0

I'm new in DW and I need to create a very simple warehouse for an e-commerce website.

Dimension tables

  • date dimension table (id, year, quarter, month, day)
  • time dimension table (id, hour, minute)
  • product dimension table (id, product name, price, category id)
  • product category dimension table (id, category name)

Fact table

  • sales per product (date id, product id, sales count, price sum)

This fact table is suitable for questions like "How much products were sold in June" etc.

But I will need answer questions like "In which category were sold the most products in June?" or "What is the most business successful hour of the day on wednesdays?".

I see two possibilities:

  1. I can add new column (category id or time id) into product fact table. But this id will change table's granularity
  2. I can create another fact table for categories which will contains facts about categories. But this (in my opinion) is wasting disk space, isn't it?

Which possibility is correct?

jnemecz
  • 3,171
  • 8
  • 41
  • 77
  • 1
    May downvoter explain what is wrong with this question? I can to add some missing information if needed. – jnemecz Mar 02 '13 at 06:22

3 Answers3

1

Your sales fact table should be by order line item

You could add a degenerate dimension just for hour of the day, or add a time dimension table at the grain of hour.

Why don't you just add category name to dim_product?

Neil McGuigan
  • 46,580
  • 12
  • 123
  • 152
  • Because product may be listed in more categories. – jnemecz Mar 02 '13 at 05:58
  • 1
    Its fine, it's just a product hierarchy. You can have the same category in many records of the product dim.
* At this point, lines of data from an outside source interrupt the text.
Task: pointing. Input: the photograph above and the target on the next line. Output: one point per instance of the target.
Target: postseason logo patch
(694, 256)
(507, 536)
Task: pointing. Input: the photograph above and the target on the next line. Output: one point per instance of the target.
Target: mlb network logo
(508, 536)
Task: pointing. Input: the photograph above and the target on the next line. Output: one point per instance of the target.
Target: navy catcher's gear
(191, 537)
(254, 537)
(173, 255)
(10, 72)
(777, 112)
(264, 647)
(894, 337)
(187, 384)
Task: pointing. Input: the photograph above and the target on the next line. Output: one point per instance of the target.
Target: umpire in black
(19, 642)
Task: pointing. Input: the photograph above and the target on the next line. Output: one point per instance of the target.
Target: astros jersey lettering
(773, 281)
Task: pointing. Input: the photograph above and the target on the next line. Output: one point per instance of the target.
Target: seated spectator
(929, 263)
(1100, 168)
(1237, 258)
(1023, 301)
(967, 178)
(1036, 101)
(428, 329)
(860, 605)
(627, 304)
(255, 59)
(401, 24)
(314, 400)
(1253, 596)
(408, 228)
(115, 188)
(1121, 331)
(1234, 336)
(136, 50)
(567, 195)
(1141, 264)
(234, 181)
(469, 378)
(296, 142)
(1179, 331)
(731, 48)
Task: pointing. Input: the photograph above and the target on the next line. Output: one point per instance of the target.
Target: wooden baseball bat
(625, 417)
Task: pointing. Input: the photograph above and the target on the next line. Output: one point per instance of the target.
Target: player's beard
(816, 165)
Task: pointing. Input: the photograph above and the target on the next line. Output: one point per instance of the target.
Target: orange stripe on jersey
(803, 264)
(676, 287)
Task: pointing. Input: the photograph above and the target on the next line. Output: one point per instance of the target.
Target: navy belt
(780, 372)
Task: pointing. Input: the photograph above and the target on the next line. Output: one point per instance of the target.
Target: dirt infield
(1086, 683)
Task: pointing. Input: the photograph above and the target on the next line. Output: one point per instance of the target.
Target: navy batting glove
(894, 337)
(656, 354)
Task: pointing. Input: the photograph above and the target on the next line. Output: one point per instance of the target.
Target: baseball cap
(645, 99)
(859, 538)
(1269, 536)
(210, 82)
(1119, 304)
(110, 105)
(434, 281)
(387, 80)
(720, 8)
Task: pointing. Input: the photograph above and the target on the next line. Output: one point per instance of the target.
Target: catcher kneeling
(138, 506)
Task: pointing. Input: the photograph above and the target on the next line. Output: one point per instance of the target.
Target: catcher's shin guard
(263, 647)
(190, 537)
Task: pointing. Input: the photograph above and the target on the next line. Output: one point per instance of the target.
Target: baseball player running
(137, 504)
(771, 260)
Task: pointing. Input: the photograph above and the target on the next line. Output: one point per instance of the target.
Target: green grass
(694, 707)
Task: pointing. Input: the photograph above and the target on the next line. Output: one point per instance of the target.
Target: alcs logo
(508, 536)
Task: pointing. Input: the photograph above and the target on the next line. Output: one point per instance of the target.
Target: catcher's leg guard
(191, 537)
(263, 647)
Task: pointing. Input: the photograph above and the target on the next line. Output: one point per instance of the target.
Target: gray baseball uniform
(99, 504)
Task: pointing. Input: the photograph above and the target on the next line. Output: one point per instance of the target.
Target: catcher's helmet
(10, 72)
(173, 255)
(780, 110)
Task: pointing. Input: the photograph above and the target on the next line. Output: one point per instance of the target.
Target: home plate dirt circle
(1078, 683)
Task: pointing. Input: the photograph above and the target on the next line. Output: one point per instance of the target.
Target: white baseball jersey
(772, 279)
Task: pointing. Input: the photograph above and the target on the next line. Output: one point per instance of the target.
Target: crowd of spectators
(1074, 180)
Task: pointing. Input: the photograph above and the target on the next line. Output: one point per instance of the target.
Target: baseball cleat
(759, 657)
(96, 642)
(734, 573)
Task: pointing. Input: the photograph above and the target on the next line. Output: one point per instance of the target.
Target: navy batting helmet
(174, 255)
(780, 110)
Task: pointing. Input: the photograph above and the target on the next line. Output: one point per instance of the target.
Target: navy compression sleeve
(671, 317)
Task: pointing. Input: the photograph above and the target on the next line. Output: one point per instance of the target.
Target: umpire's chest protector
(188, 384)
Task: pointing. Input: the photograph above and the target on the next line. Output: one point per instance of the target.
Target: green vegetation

Data duplication is OK in a star schema. – N West Mar 04 '13 at 01:47
0

If you create your Fact_table at the sales per item level, i.e. at almost the transactional grain, I think you can then add category id to the Fact_table referencing to one Dim_category. This definitely adds to the disk storage with respect to the Fact_table, but at later stage this Datamart will be able to answer any question that u have.

Divas
  • 455
  • 2
  • 7
  • 14
0

Yup. Always create the fact at the most granular that occurs in you business process (if your source system allows you to)- in this case each sale of each product to a customer at a specific data and time. You can always create aggregates from those granular facts later if (and only if) needed for performance

And disk space is pretty cheap compared to the effort of rework.